Sure, they are in the middle of a paranormal war where her own mother wants to kill her, but that is not something that most readers are going to immediately relate to. (Sure a few people have been in a situation where someone has tried to harm them severely, but these aren't the main things that are going to sell on a massive scale.)
If we look at another example like the oh-so-controversial Twilight, the big thing that really sold about it is that this character Edward wanted Bella so badly because part of her would sustain him for the rest of eternity, but he also knew that taking this part of her would result in her death. So what that hits on and why this book became so massively popular and spanned into a franchise of five movies is simple! It’s that we all want to feel wanted. We want someone to care extraordinarily deeply about us, and the exaggerated depth of his desire is something especially intriguing to people who feel unappreciated and even lonely in their real lives. (Listen, I was so mad when I was 14 and my dad got me a Team Edward shirt instead of a Team Jacob shirt from Hot Topic lol)

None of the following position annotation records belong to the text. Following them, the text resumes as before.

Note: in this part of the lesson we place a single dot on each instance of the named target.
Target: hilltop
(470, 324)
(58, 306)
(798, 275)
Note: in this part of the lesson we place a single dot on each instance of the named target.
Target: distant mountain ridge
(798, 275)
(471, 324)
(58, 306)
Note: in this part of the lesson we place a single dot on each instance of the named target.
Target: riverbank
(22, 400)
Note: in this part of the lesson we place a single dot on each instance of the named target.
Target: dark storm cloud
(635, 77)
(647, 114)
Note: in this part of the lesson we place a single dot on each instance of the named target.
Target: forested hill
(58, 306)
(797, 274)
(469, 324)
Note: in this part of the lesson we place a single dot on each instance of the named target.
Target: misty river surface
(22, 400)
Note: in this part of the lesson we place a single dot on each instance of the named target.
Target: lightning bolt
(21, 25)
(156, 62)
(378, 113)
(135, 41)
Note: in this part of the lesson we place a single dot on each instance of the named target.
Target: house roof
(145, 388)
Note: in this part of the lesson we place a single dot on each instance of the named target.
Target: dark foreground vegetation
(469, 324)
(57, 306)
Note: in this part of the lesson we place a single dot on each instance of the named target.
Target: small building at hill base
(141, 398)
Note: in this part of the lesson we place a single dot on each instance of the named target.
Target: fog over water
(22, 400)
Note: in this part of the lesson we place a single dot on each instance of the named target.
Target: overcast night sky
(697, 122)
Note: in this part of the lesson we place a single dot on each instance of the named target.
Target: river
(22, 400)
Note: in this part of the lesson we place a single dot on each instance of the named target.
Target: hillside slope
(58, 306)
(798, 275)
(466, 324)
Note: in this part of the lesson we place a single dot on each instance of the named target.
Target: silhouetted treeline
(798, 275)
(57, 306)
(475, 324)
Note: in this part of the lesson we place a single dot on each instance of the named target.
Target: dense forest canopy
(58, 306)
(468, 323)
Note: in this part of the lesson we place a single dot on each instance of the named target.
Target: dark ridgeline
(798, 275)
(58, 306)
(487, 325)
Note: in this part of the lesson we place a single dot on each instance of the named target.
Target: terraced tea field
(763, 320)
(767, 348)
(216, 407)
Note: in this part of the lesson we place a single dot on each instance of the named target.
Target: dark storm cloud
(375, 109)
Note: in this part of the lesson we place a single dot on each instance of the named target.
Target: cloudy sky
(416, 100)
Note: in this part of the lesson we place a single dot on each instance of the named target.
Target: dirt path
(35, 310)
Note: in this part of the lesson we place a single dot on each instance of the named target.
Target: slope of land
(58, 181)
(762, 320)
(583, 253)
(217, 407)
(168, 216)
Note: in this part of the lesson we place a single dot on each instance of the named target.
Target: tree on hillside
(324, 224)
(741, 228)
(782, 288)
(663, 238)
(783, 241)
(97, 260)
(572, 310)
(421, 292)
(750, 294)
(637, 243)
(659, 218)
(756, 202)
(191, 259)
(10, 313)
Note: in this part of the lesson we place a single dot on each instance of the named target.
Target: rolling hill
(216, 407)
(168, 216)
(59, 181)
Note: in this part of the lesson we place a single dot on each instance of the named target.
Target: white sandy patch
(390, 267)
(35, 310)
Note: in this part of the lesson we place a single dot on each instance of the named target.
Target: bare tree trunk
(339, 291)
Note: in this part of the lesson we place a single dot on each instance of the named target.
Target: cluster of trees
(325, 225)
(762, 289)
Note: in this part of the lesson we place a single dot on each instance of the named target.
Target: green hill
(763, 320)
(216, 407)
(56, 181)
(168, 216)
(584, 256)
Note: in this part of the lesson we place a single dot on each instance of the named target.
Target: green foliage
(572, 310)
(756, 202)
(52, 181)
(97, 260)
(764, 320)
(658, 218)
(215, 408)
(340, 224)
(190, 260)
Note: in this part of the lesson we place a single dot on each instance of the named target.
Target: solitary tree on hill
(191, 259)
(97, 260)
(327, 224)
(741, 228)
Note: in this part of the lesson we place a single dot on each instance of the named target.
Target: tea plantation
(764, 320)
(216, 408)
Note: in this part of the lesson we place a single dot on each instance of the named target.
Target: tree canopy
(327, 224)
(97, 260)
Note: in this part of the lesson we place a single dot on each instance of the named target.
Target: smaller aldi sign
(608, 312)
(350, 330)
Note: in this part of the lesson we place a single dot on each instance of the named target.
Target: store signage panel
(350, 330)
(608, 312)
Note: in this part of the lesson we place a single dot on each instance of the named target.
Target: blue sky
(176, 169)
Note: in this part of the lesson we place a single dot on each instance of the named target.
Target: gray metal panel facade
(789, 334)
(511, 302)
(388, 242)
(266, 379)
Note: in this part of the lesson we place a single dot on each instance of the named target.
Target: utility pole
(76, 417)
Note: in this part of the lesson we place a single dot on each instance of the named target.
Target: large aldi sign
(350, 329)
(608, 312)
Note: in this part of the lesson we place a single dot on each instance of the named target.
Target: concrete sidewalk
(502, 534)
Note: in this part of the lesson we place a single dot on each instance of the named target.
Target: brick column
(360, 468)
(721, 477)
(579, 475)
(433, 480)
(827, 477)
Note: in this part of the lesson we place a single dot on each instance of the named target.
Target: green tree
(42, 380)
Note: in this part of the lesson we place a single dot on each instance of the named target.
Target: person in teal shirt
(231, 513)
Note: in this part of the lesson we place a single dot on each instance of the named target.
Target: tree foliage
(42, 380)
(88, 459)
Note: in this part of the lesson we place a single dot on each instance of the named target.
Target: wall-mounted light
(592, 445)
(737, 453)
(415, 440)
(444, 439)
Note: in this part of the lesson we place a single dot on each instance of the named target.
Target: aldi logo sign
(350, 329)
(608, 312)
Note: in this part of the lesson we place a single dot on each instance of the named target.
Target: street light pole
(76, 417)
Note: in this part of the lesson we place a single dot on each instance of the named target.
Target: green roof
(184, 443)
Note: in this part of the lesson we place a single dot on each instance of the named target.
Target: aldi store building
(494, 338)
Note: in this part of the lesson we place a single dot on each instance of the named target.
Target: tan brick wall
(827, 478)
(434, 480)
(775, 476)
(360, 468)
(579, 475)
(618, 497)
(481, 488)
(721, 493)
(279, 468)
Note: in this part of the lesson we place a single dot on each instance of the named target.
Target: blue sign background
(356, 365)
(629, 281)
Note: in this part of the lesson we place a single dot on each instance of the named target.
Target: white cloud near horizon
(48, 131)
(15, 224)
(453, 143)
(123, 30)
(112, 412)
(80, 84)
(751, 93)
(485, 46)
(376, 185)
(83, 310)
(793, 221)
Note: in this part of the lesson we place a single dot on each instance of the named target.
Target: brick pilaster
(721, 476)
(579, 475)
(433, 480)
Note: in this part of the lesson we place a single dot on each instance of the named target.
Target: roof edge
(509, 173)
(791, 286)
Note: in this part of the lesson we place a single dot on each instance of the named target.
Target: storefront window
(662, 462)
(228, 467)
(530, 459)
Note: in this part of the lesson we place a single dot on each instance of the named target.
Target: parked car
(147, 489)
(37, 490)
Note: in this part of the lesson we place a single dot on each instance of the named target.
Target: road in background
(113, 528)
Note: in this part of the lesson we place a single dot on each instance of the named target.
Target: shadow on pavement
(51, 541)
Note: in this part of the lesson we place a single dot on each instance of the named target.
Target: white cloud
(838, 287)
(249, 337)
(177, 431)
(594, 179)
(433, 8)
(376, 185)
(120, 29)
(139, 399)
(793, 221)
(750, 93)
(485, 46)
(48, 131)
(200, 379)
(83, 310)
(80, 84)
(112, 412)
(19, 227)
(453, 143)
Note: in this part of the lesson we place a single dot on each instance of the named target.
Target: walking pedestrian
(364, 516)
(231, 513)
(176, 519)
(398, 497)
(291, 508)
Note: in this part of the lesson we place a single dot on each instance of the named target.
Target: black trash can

This also works in contemporary non paranormal works. Including non-romance books.
Let's look at the book The Perfect Marriage by Jeneva Rose. The gist of it is that a woman is a defense attorney and has to defend her husband after he's been accused of murdering his mistress. However, she did not know beforehand that he was even cheating on her. The reason that this hits our emotional core is not because most of us will ever be in a situation where we are a defense attorney who has to defend a loved one in a murder case after they deeply betray us. The reason that it hits is because we all know what it is to be betrayed by a loved one. A lot of people have been cheated on, and just imagining that we then have to save the person who betrayed us so horribly is enough to get a lot of people reading this book. (by the way everything that I've said is just in the blurb of the book).
So basically, when you're looking at creating your marketing material, I want you to consider the small relatable things that might even feel like filler when you're writing them and see how these emotions might affect your readers because of how they relate to them.

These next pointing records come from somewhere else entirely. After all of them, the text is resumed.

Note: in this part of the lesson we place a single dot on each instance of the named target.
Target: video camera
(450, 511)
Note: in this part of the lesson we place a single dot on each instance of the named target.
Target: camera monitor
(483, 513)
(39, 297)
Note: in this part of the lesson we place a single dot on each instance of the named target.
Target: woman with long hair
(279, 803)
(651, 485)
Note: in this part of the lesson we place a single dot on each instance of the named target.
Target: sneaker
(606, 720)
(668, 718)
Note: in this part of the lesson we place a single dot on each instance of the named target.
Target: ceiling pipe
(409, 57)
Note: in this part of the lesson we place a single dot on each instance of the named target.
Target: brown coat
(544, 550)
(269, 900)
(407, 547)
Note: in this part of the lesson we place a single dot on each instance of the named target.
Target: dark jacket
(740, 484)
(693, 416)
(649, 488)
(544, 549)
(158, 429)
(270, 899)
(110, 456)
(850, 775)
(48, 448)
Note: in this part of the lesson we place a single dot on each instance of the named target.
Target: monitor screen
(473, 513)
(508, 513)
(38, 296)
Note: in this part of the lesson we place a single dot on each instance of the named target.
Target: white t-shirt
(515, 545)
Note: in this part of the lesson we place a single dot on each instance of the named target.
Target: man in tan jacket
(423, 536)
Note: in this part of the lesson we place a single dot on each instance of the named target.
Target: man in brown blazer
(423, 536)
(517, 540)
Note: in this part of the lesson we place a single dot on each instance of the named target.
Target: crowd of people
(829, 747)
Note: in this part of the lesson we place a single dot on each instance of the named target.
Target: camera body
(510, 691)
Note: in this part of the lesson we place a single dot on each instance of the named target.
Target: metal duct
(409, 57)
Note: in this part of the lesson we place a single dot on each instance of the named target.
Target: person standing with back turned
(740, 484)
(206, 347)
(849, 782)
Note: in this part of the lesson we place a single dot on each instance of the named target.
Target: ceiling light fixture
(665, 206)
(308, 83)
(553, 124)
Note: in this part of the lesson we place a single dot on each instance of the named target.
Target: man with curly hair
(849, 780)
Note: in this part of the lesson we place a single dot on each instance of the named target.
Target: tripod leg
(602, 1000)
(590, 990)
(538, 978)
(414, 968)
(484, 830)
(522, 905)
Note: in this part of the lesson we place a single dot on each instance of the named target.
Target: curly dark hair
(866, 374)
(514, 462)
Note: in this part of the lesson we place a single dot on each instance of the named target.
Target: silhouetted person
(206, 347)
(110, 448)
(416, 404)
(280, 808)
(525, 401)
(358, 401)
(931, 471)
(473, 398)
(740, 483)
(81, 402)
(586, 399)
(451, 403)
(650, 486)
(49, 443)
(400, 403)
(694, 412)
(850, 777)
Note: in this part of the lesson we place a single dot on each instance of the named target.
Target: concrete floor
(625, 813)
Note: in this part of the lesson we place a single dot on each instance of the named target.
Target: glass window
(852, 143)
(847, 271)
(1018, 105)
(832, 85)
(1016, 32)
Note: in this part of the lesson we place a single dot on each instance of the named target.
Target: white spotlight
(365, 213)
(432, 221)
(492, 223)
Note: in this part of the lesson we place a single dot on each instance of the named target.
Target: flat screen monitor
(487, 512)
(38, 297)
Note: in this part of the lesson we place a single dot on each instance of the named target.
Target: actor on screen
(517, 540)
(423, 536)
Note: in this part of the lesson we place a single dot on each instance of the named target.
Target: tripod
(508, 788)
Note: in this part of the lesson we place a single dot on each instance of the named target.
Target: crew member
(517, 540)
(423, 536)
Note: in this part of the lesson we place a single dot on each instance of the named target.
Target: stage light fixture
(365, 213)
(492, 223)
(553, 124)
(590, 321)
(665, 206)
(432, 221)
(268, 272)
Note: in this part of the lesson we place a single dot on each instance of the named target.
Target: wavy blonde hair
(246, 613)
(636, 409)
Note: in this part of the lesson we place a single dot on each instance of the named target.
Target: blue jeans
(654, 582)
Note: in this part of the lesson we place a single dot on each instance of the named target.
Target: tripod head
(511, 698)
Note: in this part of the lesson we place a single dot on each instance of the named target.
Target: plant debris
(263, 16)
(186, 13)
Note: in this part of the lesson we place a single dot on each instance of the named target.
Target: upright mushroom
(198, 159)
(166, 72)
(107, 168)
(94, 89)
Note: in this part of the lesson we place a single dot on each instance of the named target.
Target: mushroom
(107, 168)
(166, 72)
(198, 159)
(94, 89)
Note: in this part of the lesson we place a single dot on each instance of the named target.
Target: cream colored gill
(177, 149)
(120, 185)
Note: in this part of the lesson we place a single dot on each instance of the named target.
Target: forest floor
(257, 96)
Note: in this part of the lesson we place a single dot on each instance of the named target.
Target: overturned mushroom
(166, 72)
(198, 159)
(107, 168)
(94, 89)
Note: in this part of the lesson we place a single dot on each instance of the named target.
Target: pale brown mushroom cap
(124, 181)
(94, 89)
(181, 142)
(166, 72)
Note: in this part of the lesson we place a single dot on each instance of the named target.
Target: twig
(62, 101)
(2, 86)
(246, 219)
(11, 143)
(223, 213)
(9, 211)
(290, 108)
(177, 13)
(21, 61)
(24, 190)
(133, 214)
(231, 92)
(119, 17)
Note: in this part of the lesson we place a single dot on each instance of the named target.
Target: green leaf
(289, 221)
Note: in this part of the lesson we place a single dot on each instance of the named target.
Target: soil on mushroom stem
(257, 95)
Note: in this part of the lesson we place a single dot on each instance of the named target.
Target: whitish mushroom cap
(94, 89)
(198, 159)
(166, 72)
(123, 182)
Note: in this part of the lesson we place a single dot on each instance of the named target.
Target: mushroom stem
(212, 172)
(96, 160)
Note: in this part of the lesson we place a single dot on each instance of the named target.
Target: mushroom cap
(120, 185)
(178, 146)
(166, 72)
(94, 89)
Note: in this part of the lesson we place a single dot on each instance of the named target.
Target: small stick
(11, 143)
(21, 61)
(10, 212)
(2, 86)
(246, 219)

Of course, these examples are very fiction oriented. However, this is also something that nonfiction writers use to sell their own work. When someone is writing a self-help book, they are selling it from the point of view of “How can this help YOU? How does this relate to YOU?”

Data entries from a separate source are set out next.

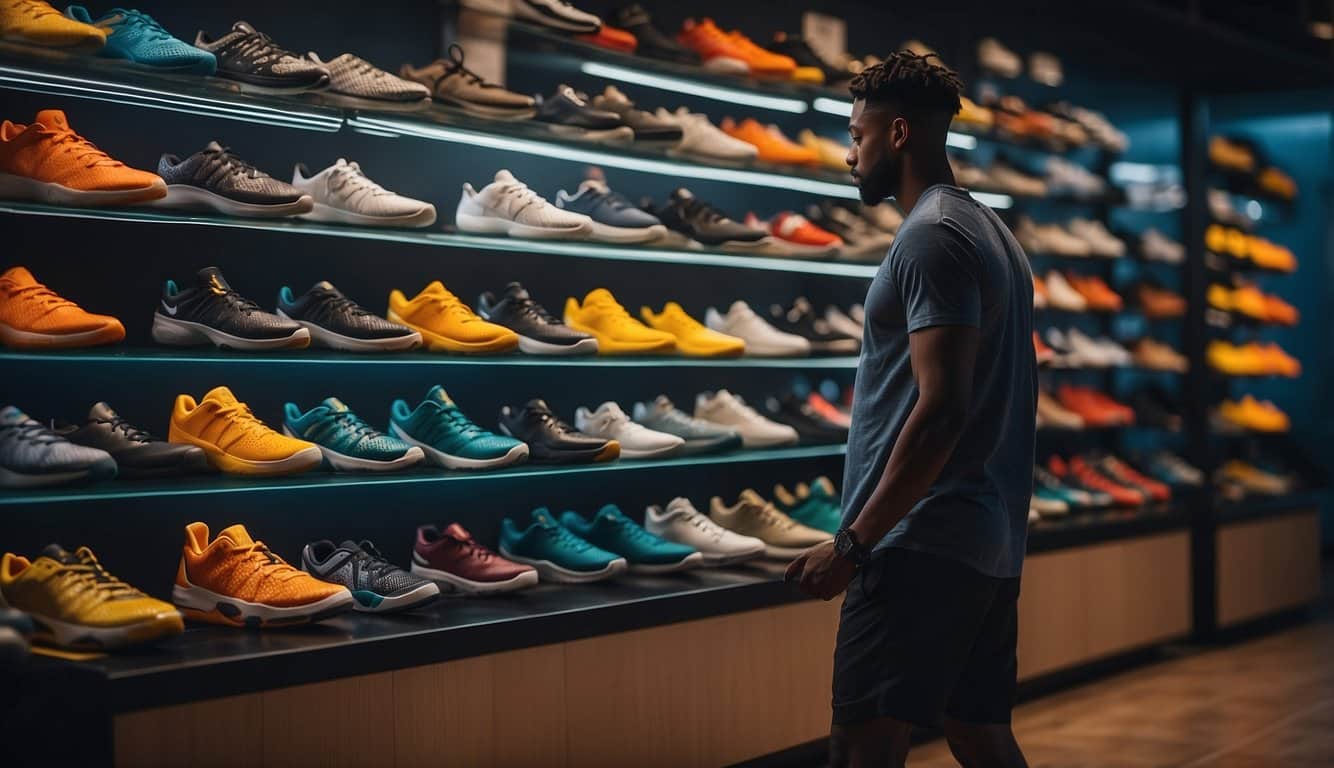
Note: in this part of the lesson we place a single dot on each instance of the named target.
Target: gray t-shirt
(953, 263)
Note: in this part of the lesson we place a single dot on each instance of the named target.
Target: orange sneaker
(239, 582)
(32, 316)
(48, 163)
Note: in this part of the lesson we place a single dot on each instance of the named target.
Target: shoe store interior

I read a lot of books for entrepreneurs, and every single one of them tells me how this method or technique or psychological trick can change my life. And it does this in detail. It doesn't say “You could have a 6-figure bank account, and you could have a wonderful retirement account and lots of stocks and investments.”
No, it says, “You could finally buy the mansion that you want. You could spend more time with your family. You could go on regular family vacations. You know that dream car that you want? You can absolutely have it.”
The reason that this works is because it's still putting us into the metaphorical driver’s seat. It's putting us behind the controls so we can try to reach our personalized destination.
I hope that this cleared thing up a little bit and helped you with your book marketing strategy even more. My goal is always for authors to become super rich by selling a ton of copies of their books. I'm not a bajillionaire yet, but I've definitely found a marketing formula that works for me and wanted to share it.
If you haven't yet, go find your emotional chainsaw bears!